Last on the list is the SR112/Depot Boundary location, which sits just east of the Miller Motorsports Park. Infrastructure will prove to be the most difficult aspect of the site, with needed upgrades to utilities. Furthermore, a small municipal airport sits north of the site, so care would need to be made to ensure that development does not cause concern for the small aircrafts. The location, however, would provide relatively easy access to medical facilities if necessary.
Incoming Speaker-elect of the House, Representative Greg Hughes (Republican – Draper), who’s district houses the current prison, used the meeting to express some frustrations about the protesters opposing any prison move to a new location—who packed the meeting to standing-room-only. “I would ask all of us…that we apply the golden rule.” He added that “if [committee members] see signs that say ‘keep it in Draper,’ I can conclude that population base must not be a concern to those people. Or that economic development, or the loss of the opportunity for economic development, would not be a concern to someone that would like to see the prison remain where it is – because those are the same words that I think I have heard from many communities on how we are moving forward.” He also reemphasized that he feels the simple “not in my backyard” argument is disingenuous to the debate.
Hughes would also acknowledge that most state purchases of land and construction of facilities don’t have this same level of public input, but that the moving of a prison is a complex and passionate topic.

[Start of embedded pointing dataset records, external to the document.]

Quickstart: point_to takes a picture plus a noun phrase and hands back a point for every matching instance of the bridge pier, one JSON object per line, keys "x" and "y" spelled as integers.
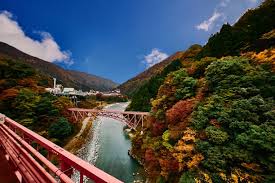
{"x": 130, "y": 118}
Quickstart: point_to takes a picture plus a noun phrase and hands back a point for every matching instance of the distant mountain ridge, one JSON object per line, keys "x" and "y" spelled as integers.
{"x": 68, "y": 78}
{"x": 133, "y": 84}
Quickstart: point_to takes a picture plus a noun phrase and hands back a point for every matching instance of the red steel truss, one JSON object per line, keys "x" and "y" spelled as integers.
{"x": 22, "y": 147}
{"x": 130, "y": 118}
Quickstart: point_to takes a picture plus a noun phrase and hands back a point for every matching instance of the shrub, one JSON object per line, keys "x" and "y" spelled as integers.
{"x": 61, "y": 129}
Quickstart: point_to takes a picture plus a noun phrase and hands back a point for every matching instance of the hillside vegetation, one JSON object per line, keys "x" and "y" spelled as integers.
{"x": 23, "y": 98}
{"x": 213, "y": 118}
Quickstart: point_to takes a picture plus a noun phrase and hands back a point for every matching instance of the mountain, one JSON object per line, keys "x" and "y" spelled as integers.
{"x": 68, "y": 78}
{"x": 254, "y": 31}
{"x": 132, "y": 85}
{"x": 212, "y": 115}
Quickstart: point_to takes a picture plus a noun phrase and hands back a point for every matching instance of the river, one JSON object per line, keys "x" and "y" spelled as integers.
{"x": 107, "y": 148}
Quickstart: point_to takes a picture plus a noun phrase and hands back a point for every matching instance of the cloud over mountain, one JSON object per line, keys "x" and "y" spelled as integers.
{"x": 154, "y": 57}
{"x": 46, "y": 48}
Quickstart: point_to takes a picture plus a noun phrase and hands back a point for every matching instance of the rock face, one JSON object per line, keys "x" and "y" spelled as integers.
{"x": 68, "y": 78}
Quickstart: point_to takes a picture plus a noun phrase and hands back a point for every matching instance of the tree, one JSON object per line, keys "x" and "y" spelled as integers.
{"x": 61, "y": 129}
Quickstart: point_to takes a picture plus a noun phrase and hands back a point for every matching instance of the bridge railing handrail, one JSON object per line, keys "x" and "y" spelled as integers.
{"x": 83, "y": 167}
{"x": 109, "y": 111}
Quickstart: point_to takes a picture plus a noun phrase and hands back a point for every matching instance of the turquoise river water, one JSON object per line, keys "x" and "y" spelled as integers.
{"x": 107, "y": 148}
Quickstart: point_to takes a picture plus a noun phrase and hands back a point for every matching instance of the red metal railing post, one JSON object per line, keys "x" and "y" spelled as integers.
{"x": 65, "y": 167}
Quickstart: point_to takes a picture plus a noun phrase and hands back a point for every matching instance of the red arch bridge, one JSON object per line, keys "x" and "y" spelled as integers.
{"x": 130, "y": 118}
{"x": 28, "y": 157}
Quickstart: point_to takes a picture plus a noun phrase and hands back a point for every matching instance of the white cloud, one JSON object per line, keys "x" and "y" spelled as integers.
{"x": 154, "y": 57}
{"x": 224, "y": 3}
{"x": 208, "y": 24}
{"x": 46, "y": 48}
{"x": 253, "y": 1}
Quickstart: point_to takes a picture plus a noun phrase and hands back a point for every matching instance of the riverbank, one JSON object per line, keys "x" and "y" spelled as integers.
{"x": 79, "y": 138}
{"x": 107, "y": 148}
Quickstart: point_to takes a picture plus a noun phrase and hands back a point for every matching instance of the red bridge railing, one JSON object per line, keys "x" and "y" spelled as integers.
{"x": 130, "y": 118}
{"x": 22, "y": 148}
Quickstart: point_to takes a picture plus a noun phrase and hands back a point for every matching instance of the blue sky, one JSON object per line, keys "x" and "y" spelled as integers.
{"x": 115, "y": 39}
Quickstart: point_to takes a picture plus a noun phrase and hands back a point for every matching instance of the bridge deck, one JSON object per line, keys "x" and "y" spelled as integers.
{"x": 6, "y": 174}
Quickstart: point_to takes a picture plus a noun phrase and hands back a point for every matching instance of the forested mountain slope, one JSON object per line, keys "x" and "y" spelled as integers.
{"x": 213, "y": 118}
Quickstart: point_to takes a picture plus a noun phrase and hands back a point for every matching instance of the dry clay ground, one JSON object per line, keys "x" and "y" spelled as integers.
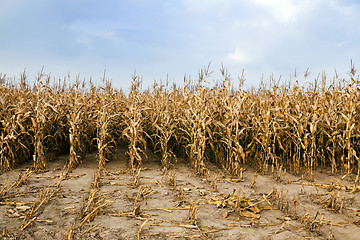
{"x": 180, "y": 205}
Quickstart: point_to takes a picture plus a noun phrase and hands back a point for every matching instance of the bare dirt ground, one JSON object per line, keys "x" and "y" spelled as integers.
{"x": 180, "y": 205}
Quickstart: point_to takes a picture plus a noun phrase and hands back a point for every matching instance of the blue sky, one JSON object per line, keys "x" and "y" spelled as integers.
{"x": 167, "y": 37}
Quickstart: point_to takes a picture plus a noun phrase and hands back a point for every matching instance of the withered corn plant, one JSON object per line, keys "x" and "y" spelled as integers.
{"x": 133, "y": 131}
{"x": 161, "y": 120}
{"x": 195, "y": 120}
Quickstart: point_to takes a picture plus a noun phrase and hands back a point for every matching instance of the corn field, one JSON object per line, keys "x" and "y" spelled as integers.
{"x": 276, "y": 126}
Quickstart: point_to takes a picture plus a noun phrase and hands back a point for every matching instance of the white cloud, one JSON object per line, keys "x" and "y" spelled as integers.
{"x": 286, "y": 10}
{"x": 86, "y": 31}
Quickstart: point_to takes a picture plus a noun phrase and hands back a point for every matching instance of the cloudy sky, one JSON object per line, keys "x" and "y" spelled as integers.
{"x": 173, "y": 37}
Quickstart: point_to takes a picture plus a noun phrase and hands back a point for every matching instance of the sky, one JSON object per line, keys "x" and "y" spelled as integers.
{"x": 162, "y": 39}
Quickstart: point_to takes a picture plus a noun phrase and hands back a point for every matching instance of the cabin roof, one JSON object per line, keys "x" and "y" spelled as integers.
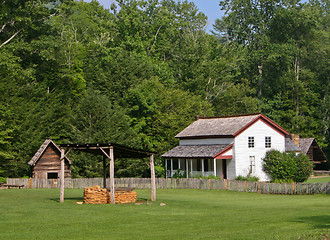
{"x": 290, "y": 146}
{"x": 227, "y": 126}
{"x": 41, "y": 150}
{"x": 195, "y": 151}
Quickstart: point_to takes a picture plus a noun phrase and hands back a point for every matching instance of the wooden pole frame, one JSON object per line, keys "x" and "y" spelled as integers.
{"x": 153, "y": 178}
{"x": 112, "y": 175}
{"x": 62, "y": 175}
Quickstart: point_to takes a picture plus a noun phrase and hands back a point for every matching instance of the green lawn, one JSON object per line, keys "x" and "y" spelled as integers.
{"x": 318, "y": 180}
{"x": 188, "y": 214}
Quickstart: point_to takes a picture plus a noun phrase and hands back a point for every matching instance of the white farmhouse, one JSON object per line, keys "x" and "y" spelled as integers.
{"x": 227, "y": 146}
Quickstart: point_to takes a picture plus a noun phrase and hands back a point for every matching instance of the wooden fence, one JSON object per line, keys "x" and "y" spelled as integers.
{"x": 191, "y": 183}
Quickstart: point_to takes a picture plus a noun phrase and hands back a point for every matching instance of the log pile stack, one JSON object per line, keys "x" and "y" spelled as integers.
{"x": 98, "y": 195}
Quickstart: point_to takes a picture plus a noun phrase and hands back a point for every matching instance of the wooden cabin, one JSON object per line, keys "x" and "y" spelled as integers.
{"x": 46, "y": 162}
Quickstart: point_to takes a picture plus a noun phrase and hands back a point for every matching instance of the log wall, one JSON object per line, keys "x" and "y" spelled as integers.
{"x": 50, "y": 162}
{"x": 191, "y": 183}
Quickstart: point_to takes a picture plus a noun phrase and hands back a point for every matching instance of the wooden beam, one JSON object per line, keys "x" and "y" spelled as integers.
{"x": 104, "y": 172}
{"x": 112, "y": 176}
{"x": 153, "y": 178}
{"x": 105, "y": 152}
{"x": 62, "y": 176}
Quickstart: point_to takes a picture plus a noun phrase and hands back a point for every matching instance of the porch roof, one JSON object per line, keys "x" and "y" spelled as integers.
{"x": 195, "y": 151}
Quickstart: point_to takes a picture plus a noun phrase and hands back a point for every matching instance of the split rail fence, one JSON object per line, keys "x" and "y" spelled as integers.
{"x": 191, "y": 183}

The Speaker-elect also seemed to issue an ultimatum to the crowd, saying that “if we were to decide that this was just too hard to do [politically]…just know this, you have not decided not to move a prison, you’ve decided to revert back to what the process would look like without the Prison Relocation Commission…We don’t want that”—possibly meaning that if the public refuses to support efforts to move the prison out of Draper, the legislature might act on its own to do so. He would quickly add that he thought that it was good that the commission exists and that he supports the process as is, noting that public input was vital to the process.

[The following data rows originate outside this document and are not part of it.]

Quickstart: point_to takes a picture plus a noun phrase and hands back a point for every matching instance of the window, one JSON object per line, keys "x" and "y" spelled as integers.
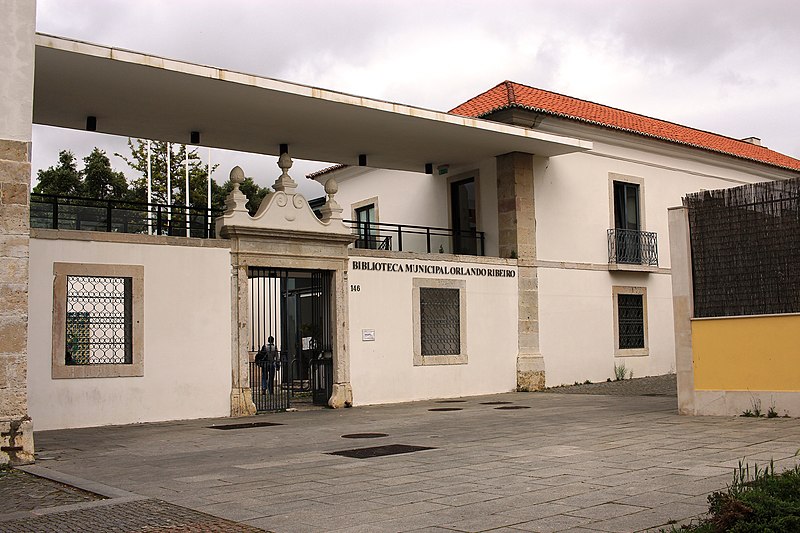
{"x": 97, "y": 320}
{"x": 439, "y": 319}
{"x": 627, "y": 222}
{"x": 439, "y": 322}
{"x": 630, "y": 320}
{"x": 464, "y": 216}
{"x": 367, "y": 231}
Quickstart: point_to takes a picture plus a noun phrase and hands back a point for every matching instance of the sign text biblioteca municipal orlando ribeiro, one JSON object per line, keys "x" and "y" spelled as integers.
{"x": 416, "y": 268}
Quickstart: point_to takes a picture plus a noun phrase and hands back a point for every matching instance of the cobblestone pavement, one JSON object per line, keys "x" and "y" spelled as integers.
{"x": 650, "y": 386}
{"x": 23, "y": 492}
{"x": 33, "y": 504}
{"x": 148, "y": 516}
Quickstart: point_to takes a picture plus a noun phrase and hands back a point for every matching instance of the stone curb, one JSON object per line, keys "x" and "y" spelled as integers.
{"x": 113, "y": 495}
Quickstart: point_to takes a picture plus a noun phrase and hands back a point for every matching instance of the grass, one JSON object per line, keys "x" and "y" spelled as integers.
{"x": 620, "y": 372}
{"x": 757, "y": 500}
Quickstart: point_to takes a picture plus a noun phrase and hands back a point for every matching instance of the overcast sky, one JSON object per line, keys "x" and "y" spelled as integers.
{"x": 727, "y": 66}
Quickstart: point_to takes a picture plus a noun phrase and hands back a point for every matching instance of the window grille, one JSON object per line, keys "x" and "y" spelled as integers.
{"x": 99, "y": 326}
{"x": 630, "y": 313}
{"x": 440, "y": 321}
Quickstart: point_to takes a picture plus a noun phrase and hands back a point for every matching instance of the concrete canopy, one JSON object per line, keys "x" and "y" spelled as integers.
{"x": 138, "y": 95}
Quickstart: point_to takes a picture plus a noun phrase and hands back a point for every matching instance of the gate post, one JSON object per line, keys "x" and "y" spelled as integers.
{"x": 241, "y": 394}
{"x": 284, "y": 233}
{"x": 342, "y": 395}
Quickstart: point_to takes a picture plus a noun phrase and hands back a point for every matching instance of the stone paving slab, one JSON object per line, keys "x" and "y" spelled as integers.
{"x": 20, "y": 491}
{"x": 570, "y": 462}
{"x": 141, "y": 515}
{"x": 665, "y": 385}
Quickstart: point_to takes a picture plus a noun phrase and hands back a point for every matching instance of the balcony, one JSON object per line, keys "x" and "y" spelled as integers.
{"x": 410, "y": 238}
{"x": 120, "y": 216}
{"x": 632, "y": 250}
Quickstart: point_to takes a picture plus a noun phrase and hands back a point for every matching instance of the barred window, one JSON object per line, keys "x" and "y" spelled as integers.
{"x": 99, "y": 320}
{"x": 440, "y": 320}
{"x": 631, "y": 321}
{"x": 440, "y": 327}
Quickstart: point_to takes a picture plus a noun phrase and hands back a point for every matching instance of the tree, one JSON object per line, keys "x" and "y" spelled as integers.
{"x": 100, "y": 180}
{"x": 198, "y": 173}
{"x": 177, "y": 166}
{"x": 62, "y": 179}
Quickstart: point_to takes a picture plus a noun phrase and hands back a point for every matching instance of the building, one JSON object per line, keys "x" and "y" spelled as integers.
{"x": 452, "y": 256}
{"x": 588, "y": 229}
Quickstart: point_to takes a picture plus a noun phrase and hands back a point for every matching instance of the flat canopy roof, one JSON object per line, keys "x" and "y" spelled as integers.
{"x": 138, "y": 95}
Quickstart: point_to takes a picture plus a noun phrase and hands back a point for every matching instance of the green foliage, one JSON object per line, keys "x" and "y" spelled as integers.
{"x": 772, "y": 412}
{"x": 756, "y": 409}
{"x": 620, "y": 372}
{"x": 61, "y": 179}
{"x": 100, "y": 180}
{"x": 758, "y": 500}
{"x": 178, "y": 154}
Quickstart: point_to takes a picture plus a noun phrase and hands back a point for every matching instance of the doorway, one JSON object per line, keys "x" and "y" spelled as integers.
{"x": 464, "y": 217}
{"x": 291, "y": 340}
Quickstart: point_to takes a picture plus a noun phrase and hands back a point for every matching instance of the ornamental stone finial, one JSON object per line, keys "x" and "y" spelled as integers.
{"x": 237, "y": 177}
{"x": 285, "y": 183}
{"x": 331, "y": 210}
{"x": 236, "y": 200}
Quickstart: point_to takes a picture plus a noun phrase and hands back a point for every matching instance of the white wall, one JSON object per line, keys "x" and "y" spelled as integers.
{"x": 187, "y": 338}
{"x": 16, "y": 69}
{"x": 573, "y": 208}
{"x": 382, "y": 371}
{"x": 576, "y": 320}
{"x": 573, "y": 214}
{"x": 420, "y": 199}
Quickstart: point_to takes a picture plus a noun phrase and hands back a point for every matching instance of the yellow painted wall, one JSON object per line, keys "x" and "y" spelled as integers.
{"x": 747, "y": 354}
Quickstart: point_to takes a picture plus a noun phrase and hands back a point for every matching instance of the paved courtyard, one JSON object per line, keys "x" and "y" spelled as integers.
{"x": 541, "y": 462}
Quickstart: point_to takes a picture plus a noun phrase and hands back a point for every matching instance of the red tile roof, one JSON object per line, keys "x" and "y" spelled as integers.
{"x": 326, "y": 170}
{"x": 514, "y": 95}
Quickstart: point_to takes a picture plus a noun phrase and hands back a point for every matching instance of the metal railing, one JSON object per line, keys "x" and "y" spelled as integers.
{"x": 632, "y": 247}
{"x": 120, "y": 216}
{"x": 411, "y": 238}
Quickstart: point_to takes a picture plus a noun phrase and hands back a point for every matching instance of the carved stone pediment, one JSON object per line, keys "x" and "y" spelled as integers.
{"x": 284, "y": 209}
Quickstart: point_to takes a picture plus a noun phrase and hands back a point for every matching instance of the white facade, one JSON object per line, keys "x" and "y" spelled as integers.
{"x": 381, "y": 307}
{"x": 573, "y": 197}
{"x": 187, "y": 334}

Hughes, no doubt, felt compelled to make the comments after approximately 100 protesters packed the committee room asking that the prison remain in Draper. During the hearing itself, tensions sometimes bubbled to the surface—for instance, during the presentation of the disadvantages of the Tooele location, a member of the audience broke decorum rules by shouting that there was no water at at the location.

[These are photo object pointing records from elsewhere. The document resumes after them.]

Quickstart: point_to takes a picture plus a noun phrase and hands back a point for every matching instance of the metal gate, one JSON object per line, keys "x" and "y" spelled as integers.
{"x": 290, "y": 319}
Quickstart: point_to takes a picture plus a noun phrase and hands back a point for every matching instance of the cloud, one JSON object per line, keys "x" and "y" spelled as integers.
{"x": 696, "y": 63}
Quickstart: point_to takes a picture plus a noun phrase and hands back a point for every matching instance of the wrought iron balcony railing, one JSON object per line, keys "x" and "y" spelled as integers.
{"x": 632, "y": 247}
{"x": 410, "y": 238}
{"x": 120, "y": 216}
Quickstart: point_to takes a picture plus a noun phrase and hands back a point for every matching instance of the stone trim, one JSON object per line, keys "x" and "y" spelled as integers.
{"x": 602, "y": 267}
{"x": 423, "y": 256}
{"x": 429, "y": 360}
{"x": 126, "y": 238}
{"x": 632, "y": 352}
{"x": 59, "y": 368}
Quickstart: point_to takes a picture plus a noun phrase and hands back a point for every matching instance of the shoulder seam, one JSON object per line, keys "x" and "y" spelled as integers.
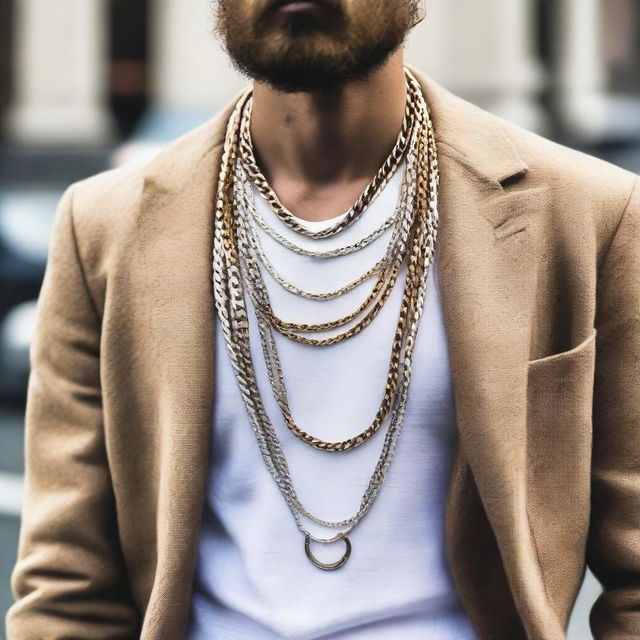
{"x": 634, "y": 186}
{"x": 76, "y": 247}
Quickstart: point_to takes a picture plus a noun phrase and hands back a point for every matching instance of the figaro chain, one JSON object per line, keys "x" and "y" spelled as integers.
{"x": 228, "y": 285}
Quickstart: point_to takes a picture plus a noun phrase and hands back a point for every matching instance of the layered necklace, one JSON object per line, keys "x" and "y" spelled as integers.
{"x": 237, "y": 260}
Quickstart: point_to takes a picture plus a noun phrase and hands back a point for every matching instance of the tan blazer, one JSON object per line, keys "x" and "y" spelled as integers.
{"x": 540, "y": 274}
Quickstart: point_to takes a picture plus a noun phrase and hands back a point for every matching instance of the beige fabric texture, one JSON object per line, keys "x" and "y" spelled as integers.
{"x": 540, "y": 272}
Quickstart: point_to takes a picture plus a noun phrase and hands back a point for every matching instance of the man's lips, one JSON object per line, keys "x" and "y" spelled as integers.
{"x": 290, "y": 6}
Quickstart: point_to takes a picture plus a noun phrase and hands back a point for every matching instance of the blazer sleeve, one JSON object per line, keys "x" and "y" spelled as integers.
{"x": 613, "y": 546}
{"x": 69, "y": 580}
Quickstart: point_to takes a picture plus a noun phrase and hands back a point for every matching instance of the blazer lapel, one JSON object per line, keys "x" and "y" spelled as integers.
{"x": 487, "y": 245}
{"x": 487, "y": 241}
{"x": 177, "y": 220}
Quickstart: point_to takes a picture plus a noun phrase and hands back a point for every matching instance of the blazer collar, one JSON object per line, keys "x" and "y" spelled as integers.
{"x": 469, "y": 136}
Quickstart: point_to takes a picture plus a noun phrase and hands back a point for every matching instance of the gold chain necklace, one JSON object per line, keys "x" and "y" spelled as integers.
{"x": 230, "y": 279}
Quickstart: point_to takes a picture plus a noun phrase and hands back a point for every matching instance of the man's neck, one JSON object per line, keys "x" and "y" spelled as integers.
{"x": 323, "y": 148}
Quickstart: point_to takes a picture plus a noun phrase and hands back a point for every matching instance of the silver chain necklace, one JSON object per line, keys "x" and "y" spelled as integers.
{"x": 229, "y": 280}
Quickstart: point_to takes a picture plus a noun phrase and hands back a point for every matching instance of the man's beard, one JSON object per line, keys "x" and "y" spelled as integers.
{"x": 344, "y": 41}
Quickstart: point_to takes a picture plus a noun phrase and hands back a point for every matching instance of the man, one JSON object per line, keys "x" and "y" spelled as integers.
{"x": 176, "y": 385}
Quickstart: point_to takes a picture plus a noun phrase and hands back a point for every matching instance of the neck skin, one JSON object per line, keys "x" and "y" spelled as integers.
{"x": 319, "y": 150}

Representative Brad Wilson (Republican – Kaysville) said in a prepared statement that keeping the state prison where it currently stands isn’t a free option. According to Wilson, if the prison were to move, $1.8 billion in economic growth and 30,000 new jobs could be created based on conservative estimates.
Wilson would also add that the current facility has grown organically over the past 70 years, resulting in inefficiencies and redundancies that cost the state and do a disservice to both prison staff and inmates. Wilson pointed to waiting lists for vocational training, designed to reduce recidivism, as a prime example of how the state can modernize corrections at a new facility.
Finally, it was also noted that 3,000 new beds need to be added to the state’s prison system, which will cost $783 million in new construction and maintenance.
The Commission would close by settling on moving into the next phase of the process, receiving public comment on the three remaining locations. The committee also noted that it would consider other possible locations if property owners were willing to step forward.